There’s nothing nicer in the winter than sitting in front of a fireplace with a large supply of wood fuel.
A while back during a wind storm we had a locust tree blow down. It was a tall one at about 70 feet. When it came down it took down a bunch of other trees with it. These things are heavy!
Yesterday I went out to cut it in 6-10 foot sections where I can use my grapple to get them in a clearing where I can cut them into firewood sized chunks that can be split and stacked for the rest of the winter.
We use this firewood every day in the winter to keep our home warm. It is a nice source of renewable stored energy. When we use the fireplace it can be 10º outside and still be 75º inside.
We have a nice wood burning stove in our fireplace as an insert. Its a “reburner” which means it burns extra clean and put out almost no smoke from the chimney. And gets wicked hot.
The first step in getting a bunch of firewood is gathering all the wood into one location. The next step, which I’ll be doing today, is cutting, splitting and stacking it so we can have it dried out for the rest of the winter by the time we run out of what we already have.

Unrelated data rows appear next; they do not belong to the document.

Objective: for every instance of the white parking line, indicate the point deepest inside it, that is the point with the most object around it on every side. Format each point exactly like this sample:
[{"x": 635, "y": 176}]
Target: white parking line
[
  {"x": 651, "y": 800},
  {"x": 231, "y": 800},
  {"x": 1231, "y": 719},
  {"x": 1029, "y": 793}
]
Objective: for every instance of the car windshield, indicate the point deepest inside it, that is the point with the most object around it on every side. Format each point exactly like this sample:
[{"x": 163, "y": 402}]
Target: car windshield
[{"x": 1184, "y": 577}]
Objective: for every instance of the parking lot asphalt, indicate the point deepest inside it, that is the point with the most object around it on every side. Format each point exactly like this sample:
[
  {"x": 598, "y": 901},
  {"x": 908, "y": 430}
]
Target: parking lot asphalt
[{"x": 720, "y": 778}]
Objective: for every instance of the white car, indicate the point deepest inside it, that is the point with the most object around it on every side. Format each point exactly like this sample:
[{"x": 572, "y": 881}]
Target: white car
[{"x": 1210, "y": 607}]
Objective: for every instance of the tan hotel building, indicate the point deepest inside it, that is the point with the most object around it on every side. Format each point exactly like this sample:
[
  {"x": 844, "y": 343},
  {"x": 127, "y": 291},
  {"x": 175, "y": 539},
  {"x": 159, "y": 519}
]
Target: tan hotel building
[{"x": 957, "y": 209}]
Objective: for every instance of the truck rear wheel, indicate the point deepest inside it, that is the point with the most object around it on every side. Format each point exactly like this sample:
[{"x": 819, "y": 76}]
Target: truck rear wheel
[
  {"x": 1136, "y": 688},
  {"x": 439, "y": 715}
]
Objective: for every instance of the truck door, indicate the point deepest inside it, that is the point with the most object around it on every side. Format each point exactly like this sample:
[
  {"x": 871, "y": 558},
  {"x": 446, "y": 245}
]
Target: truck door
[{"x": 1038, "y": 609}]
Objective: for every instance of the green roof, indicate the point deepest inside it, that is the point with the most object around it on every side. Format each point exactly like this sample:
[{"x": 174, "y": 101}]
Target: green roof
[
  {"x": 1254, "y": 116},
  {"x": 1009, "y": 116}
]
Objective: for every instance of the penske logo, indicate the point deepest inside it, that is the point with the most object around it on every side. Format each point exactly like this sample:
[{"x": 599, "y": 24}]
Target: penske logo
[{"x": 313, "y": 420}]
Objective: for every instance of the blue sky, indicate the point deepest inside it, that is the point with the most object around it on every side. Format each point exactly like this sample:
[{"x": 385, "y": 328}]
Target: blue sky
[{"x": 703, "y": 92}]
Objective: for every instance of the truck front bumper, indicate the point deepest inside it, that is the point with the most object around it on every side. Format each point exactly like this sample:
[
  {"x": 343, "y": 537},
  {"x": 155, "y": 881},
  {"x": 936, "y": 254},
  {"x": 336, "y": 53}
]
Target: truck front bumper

Years ago I stopped buying pre-cut timber to burn in our fireplace and replace that wood with wood from our own property. We have plenty of wood here that falls on it’s own or a tree that dies that needs to be cut down. This also gives me an opportunity to clean out the underbrush as much as I can, trim the smaller trees, cut down all the vine that is so ugly and allow us to walk and enjoy the trees and wildlife that hangs around in them.
These days a truck load of timber can cost $600. That’s about a cord of wood. Its not much. Its a little work and time but I enjoy doing this.
I especially enjoy sitting in front of a blazing hot fireplace in the middle of winter around here.